Regarding how long it took to get a solid draft: I wrote the first thirty pages or so in 2002, I figured out what I was doing while working on my MFA at Queens University of Charlotte’s low-residency program, I wrote a bunch of the book while on a fellowship at the Fine Arts Work Center in Provincetown, and I wrote most of the rest while living in Tacoma, Washington, where Kathleen taught for a year. It was a total of five and a half years between writing the first sentence and finishing a draft that I thought was ready to be seen by agents.

Adam Morgan: What has your experience been like since publication, i.e., book tour, praise, attention in major outlets?

Martin Seay: Oh, it’s been great! The attention that the book has gotten has put me back in touch with a bunch of fantastic people with whom I had not done a good job of keeping up, and has also given me an opportunity to meet a lot of new folks who are doing cool things. This particularly includes booksellers from around the country — crucial early support for The Mirror Thief came from the American Booksellers Association, which named it an “Indies Introduce” pick — which has served as a helpful reminder of the extent to which we all depend on independent bookstores. (By “we” I mean not only “we writers” but also “we who participate in culture in any capacity.”)

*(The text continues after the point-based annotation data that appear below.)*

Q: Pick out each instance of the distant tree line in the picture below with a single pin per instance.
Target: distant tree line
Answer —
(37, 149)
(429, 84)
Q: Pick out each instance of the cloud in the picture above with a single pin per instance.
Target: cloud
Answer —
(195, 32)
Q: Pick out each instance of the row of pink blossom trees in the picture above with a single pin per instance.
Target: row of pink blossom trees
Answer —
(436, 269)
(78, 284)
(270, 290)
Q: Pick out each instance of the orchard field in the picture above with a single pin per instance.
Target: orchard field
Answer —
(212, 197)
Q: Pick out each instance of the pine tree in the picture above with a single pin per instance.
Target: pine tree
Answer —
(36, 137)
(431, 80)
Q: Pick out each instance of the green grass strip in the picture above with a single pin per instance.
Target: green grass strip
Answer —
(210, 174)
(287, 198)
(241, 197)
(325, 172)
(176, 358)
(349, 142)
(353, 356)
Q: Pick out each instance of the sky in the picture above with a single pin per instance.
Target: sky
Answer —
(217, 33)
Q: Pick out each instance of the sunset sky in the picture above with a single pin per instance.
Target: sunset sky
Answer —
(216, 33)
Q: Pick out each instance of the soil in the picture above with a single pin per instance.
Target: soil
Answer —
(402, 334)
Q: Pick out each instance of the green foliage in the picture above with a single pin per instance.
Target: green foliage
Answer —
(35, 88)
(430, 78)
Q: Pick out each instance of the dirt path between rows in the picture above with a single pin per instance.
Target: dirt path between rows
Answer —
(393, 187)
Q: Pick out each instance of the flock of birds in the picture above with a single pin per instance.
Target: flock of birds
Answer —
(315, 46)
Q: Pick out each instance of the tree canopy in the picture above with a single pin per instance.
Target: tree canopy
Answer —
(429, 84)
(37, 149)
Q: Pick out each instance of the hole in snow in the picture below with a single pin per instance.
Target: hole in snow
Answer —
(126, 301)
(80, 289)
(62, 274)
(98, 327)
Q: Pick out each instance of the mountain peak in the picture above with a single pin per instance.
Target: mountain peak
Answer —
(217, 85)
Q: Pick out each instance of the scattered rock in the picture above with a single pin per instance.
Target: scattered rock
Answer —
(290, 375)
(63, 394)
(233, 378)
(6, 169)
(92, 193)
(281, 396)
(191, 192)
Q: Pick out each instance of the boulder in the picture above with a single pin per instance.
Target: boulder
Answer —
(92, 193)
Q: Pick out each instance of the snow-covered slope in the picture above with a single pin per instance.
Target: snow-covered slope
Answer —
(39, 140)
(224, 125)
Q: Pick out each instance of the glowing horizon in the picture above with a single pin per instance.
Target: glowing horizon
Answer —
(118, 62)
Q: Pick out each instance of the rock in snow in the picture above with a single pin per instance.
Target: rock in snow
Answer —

Regarding reviews and other media attention, it’s all been extremely gratifying — both because the book is getting read, and because people seem to be reading the book that I think I wrote. After a lot of years of waiting for it to become available, it’s a huge pleasure just to see what people are doing in this weird playground that I built.

Adam Morgan: What are your post-Mirror Thief plans?

Martin Seay: The folks at the Village have been super-supportive the whole time I was trying to get The Mirror Thief published, and now that it’s out, we’ve been able to arrange a part-time schedule that will allow me the freedom to get a second novel off the ground. I have some ideas that I’m playing with in that regard — as well as a couple of nonfiction projects that I may also decide to pursue — but everything is still quite foggy at this point, which is a frightening and exciting state of affairs.

FICTION
The Mirror Thief by Martin Seay
Melville House
Published May 10, 2016
Paperback release April 11, 2017

Martin Seay is the executive secretary for the village of Wheeling, Illinois. The Mirror Thief is his first novel.